# Gridiron Guru Feature Engineering - Google Colab

This notebook demonstrates how to use the Gridiron Guru feature engineering pipeline in Google Colab for model training.

## What This Does

1. **Loads 2024 season-end data** to create realistic team baselines
2. **Generates 28 features** that match the trained ML model expectations
3. **Shows team differentiation** (KC: 88.2% win rate, DET: +22.0 point diff, etc.)
4. **Creates feature vectors** ready for model training or prediction

## Setup Instructions

1. Upload your JSON data files to Colab:
   - `game_log.json` (historical game data 2008-2024)
   - `season_data_by_team.json` (team statistics by season/week)
2. Run the cells below in order
3. Use the feature engineering functions for your model training


In [None]:
# Install required packages
!pip install pandas numpy scikit-learn xgboost joblib


In [None]:
# Upload the feature engineering code
# Copy and paste the contents of gridiron_guru_feature_engineering.py here
# Or upload the file and import it

# For now, we'll run the main code directly
exec(open('gridiron_guru_feature_engineering.py').read())

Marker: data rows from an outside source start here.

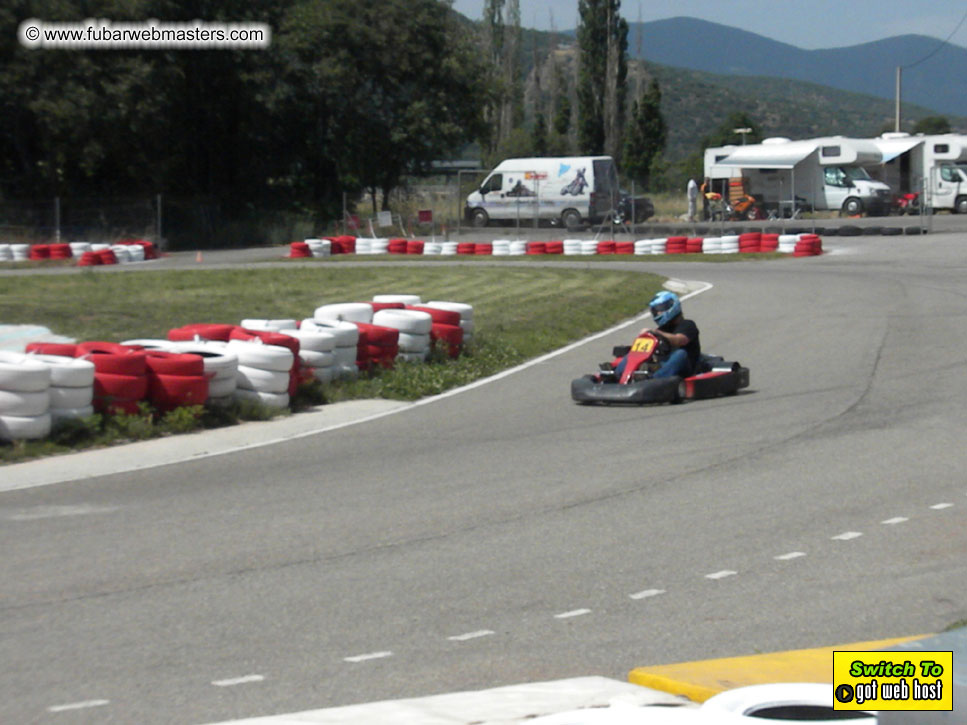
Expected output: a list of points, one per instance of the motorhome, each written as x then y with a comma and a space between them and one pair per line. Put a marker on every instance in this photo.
786, 176
934, 166
571, 190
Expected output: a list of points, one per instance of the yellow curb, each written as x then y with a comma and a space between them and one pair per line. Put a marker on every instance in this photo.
701, 679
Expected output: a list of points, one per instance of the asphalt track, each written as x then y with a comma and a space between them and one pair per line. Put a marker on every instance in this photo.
505, 535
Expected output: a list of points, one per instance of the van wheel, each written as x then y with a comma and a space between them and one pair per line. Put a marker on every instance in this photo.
479, 218
852, 206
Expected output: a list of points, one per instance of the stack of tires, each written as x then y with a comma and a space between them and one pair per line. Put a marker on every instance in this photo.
445, 330
346, 338
464, 310
263, 373
413, 329
120, 375
71, 386
220, 365
315, 352
175, 379
24, 397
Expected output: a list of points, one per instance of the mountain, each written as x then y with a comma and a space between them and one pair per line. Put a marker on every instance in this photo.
937, 83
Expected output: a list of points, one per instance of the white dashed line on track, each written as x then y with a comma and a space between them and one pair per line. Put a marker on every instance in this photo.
238, 681
370, 656
846, 536
78, 705
572, 613
471, 635
647, 593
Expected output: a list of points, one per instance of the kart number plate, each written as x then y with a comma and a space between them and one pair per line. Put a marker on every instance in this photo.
643, 345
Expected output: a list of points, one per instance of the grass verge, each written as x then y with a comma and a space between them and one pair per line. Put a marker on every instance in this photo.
520, 312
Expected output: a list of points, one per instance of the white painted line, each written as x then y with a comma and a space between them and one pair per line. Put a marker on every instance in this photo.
78, 705
572, 613
238, 680
470, 635
370, 656
647, 593
11, 486
846, 536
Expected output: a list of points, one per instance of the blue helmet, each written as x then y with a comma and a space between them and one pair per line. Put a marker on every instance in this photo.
665, 307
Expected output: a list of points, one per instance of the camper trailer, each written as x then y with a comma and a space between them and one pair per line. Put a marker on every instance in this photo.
571, 190
786, 176
934, 166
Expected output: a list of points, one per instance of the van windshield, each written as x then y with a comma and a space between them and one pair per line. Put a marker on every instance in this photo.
856, 173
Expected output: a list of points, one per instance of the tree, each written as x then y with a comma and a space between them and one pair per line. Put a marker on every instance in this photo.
602, 76
932, 125
646, 136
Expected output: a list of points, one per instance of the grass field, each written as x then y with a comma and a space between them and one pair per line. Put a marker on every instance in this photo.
519, 313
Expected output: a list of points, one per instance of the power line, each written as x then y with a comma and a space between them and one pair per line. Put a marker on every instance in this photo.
939, 47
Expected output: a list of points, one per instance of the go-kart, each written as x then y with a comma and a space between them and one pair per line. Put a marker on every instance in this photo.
637, 384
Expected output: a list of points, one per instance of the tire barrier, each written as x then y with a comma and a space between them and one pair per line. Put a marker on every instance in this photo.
120, 375
24, 397
71, 385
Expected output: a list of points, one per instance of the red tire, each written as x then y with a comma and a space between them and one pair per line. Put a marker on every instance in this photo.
161, 362
173, 391
114, 359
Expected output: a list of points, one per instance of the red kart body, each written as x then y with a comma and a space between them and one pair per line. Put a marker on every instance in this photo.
637, 383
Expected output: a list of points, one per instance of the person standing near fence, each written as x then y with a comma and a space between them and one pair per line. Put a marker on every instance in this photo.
692, 193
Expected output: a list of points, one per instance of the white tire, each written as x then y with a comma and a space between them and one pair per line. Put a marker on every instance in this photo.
267, 381
346, 334
220, 362
264, 357
397, 299
413, 356
324, 375
22, 374
345, 356
68, 372
270, 325
63, 397
15, 427
272, 400
316, 340
57, 414
24, 404
316, 359
222, 387
348, 311
414, 343
412, 321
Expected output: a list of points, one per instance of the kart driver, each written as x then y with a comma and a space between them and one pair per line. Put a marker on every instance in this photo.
681, 334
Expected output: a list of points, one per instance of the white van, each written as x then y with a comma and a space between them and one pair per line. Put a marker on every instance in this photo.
823, 173
572, 190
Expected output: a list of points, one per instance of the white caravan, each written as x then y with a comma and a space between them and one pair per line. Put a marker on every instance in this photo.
932, 165
571, 190
783, 175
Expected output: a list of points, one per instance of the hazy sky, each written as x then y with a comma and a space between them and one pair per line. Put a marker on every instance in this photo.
806, 24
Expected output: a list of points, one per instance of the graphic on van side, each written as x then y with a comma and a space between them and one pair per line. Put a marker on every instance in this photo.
577, 186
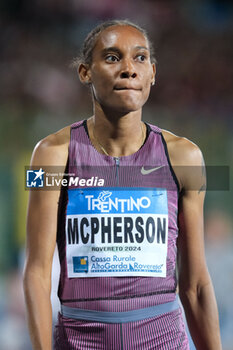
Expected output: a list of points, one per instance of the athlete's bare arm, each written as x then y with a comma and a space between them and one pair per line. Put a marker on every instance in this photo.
195, 286
41, 241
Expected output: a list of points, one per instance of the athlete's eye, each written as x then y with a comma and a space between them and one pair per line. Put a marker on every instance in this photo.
111, 58
141, 58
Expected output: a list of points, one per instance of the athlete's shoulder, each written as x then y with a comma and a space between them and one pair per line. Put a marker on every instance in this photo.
181, 150
53, 149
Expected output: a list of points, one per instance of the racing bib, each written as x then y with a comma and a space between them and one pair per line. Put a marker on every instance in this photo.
116, 232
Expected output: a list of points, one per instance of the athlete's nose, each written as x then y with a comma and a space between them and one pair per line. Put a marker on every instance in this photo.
128, 69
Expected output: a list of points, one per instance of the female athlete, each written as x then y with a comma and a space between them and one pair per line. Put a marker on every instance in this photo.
121, 235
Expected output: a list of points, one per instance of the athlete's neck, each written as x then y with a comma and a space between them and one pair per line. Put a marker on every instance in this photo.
119, 135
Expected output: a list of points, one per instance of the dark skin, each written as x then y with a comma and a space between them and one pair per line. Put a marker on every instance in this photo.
120, 77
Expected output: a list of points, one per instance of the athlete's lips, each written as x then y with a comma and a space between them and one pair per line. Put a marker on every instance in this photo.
126, 87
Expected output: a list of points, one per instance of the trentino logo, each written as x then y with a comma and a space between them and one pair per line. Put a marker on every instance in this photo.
35, 178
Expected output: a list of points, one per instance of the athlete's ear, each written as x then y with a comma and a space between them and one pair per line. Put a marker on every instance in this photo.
153, 74
84, 73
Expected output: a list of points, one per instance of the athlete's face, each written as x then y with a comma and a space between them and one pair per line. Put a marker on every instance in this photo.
121, 72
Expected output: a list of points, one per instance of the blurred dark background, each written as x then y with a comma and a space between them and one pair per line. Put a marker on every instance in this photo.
40, 93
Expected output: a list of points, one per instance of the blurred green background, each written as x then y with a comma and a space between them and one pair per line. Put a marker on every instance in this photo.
39, 94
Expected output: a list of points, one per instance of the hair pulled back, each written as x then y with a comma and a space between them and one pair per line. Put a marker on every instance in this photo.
85, 55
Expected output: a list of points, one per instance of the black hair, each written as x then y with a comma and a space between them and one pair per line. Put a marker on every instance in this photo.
85, 55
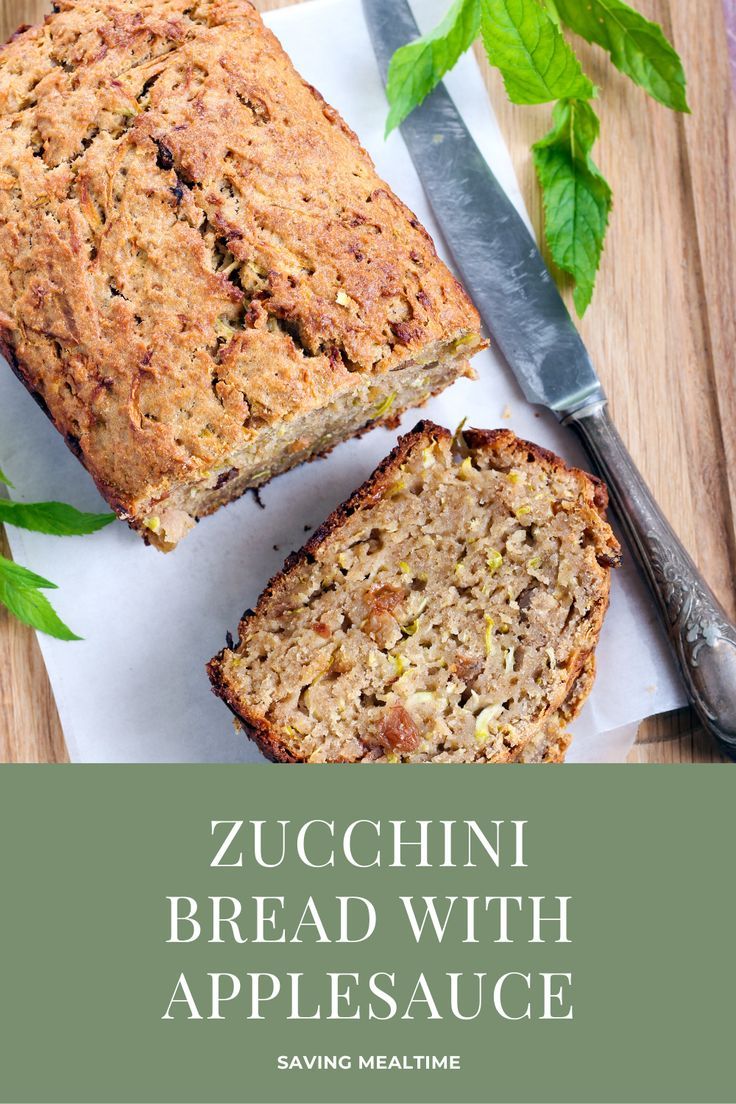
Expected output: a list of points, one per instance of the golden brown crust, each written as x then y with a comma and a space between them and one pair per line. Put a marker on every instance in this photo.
582, 665
192, 243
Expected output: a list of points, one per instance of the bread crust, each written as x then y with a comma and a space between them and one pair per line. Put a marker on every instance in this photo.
582, 666
194, 245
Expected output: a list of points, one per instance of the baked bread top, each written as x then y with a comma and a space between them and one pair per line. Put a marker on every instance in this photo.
192, 242
447, 612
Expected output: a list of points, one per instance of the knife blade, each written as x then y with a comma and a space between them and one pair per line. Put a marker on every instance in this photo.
515, 295
491, 246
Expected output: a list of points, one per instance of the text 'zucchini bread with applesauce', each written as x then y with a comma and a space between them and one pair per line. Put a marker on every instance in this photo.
202, 278
448, 612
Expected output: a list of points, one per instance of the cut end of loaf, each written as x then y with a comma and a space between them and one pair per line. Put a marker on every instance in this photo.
273, 448
447, 612
203, 280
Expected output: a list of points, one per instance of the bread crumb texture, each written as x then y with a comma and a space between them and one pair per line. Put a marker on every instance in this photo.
447, 613
199, 265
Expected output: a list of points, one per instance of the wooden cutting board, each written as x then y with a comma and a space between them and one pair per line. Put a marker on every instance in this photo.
661, 329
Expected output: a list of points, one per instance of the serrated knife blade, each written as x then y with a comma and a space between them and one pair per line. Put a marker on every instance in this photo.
492, 248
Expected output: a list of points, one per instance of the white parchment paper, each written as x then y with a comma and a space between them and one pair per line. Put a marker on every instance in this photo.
135, 689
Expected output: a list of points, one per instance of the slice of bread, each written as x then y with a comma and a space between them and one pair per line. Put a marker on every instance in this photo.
447, 612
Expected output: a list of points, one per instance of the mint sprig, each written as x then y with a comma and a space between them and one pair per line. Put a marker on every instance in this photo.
577, 199
418, 66
524, 40
20, 588
525, 44
20, 593
637, 46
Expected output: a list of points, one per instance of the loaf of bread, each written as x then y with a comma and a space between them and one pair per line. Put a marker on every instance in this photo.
203, 280
447, 612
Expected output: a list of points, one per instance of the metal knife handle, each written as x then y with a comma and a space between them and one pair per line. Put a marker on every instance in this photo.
702, 636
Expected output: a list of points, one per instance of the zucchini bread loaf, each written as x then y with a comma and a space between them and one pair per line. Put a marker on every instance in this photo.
447, 612
202, 279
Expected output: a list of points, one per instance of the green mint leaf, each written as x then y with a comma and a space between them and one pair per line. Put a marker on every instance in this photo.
638, 46
55, 518
416, 69
27, 603
526, 45
21, 576
577, 199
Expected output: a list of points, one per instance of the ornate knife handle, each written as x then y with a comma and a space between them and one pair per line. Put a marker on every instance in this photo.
702, 637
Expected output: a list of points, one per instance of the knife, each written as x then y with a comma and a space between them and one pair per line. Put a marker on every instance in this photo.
516, 297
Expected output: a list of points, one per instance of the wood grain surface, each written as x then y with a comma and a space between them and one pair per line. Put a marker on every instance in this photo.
661, 329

## Step 1: Load Data Files

First, upload your JSON data files to Colab and load them:


In [None]:
# Load the data files
game_log = load_game_log_data("game_log.json")
season_data = load_season_data("season_data_by_team.json")

print(f"Loaded {len(game_log)} games from game log")
print(f"Loaded {len(season_data)} team records from season data")


## Step 2: Create 2024 Baseline Data

This creates the team differentiation that was working in the original system:


In [None]:
# Create 2024 baseline data (this shows the team differentiation)
baseline_data = load_2024_baseline_data(season_data)

print(f"\nLoaded 2024 baseline for {len(baseline_data)} teams")
print("\nTeam differentiation examples:")
for team_name, stats in list(baseline_data.items())[:10]:
    print(f"  {team_name}: {stats.win_percentage:.1%} win rate, {stats.point_differential:+.1f} point diff")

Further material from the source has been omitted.